La beatitudine di chi resta sveglio

di Giuliva Di Berardino

IL VANGELO DEL GIORNO COMMENTATO DA UNA TEOLOGA LITURGISTA

Lc 12, 35-38

In quel tempo, Gesù disse ai suoi discepoli: «Siate pronti, con le vesti strette ai fianchi e le lampade accese; siate simili a quelli che aspettano il loro padrone quando torna dalle nozze, in modo che, quando arriva e bussa, gli aprano subito. Beati quei servi che il padrone al suo ritorno troverà ancora svegli; in verità io vi dico, si stringerà le vesti ai fianchi, li farà mettere a tavola e passerà a servirli. E se, giungendo nel mezzo della notte o prima dell’alba, li troverà così, beati loro!».

Il Vangelo di oggi ci consegna una beatitudine: la beatitudine di chi resta sveglio. Gesù offre infatti un paragone: chi resta sveglio è simile a quei servi che dovevano restare svegli durante le nozze per aspettare il padrone di casa al suo rientro. Innanzi tutto è interessante il contesto delle nozze, che nella Bibbia richiama sempre al tema escatologico, quindi al giorno del giudizio, ma anche al grande tema dell’Alleanza, che connota il rapporto d’amore che Dio nutre per il suo popolo nel corso della lunga storia della salvezza.

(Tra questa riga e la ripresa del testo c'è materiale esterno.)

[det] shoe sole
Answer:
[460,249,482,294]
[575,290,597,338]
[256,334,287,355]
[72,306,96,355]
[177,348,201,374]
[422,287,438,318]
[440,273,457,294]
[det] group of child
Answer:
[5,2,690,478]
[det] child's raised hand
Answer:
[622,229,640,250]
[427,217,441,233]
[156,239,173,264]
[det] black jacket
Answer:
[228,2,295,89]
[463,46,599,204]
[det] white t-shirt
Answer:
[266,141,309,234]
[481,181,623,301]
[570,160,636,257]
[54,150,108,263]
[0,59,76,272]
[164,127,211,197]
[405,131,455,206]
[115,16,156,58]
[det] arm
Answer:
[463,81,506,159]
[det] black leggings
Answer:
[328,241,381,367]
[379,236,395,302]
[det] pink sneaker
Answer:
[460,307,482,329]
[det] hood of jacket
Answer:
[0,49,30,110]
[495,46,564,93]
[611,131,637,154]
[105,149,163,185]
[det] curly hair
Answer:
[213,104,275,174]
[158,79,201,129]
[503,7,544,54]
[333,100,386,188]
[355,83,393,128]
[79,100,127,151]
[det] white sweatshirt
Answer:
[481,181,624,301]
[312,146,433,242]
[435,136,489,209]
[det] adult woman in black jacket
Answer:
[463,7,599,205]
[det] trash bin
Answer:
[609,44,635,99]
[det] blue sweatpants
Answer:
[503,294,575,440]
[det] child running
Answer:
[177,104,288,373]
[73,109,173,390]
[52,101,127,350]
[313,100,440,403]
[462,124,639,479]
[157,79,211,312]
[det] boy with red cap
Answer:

Così l’invito a restare svegli acquisisce un’importanza ancora maggiore, perché ci viene presentato come una beatitudine, che ha a che fare con la felicità che riguarda l’eternità e l’oggi, perché nella Bibbia quando si parla di eternità si parla sempre di una realtà che si prepara a partire dal quotidiano. Ora, se il restare svegli è per i servi un compito, Gesù ci assicura che proprio quel compito dei servi, un giorno finirà per diventare una beatitudine perché il padrone, è scritto, si stringerà le vesti ai fianchi, li farà mettere a tavola e passerà a servirli.

Perciò, la beatitudine di chi resta sveglio, cioè di chi usa intelligenza e scaltrezza per non cedere al buio, per non entrare in compromessi col male, sembra essere quella di poter stare un giorno a tavola ed essere servito dal padrone. Il servizio dato dai servi che restano pronti ad accogliere il padrone in ogni situazione, senza lasciarsi prendere dallo sconforto e dallo scoraggiamento, prima o poi viene reso dal padrone stesso a quei servi. Sembra cominciare a scorgere allora una verità che ci interessa per vivere bene questo giorno che inizia: Gesù è quel padrone che si è stretto le vesti ai fianchi e ha servito i suoi apostoli, lavando loro i piedi e offrendo la sua vita per loro, e oggi, nella santa eucaristia e nella sua Parola, Egli fa accedere anche noi alla beatitudine di quei servi che restano svegli.

Allora, se viviamo questo giorno come ci viene chiesto dal Signore, cioè con la prontezza di questi servi, senza scoraggiarsi di fronte all’odio e all’ingiustizia, potremo compiere atti di speranza e assicurarci la beatitudine, perché un piccolo atto di speranza compiuto oggi, ne siamo certi per fede, può renderci più felici per l’eternità.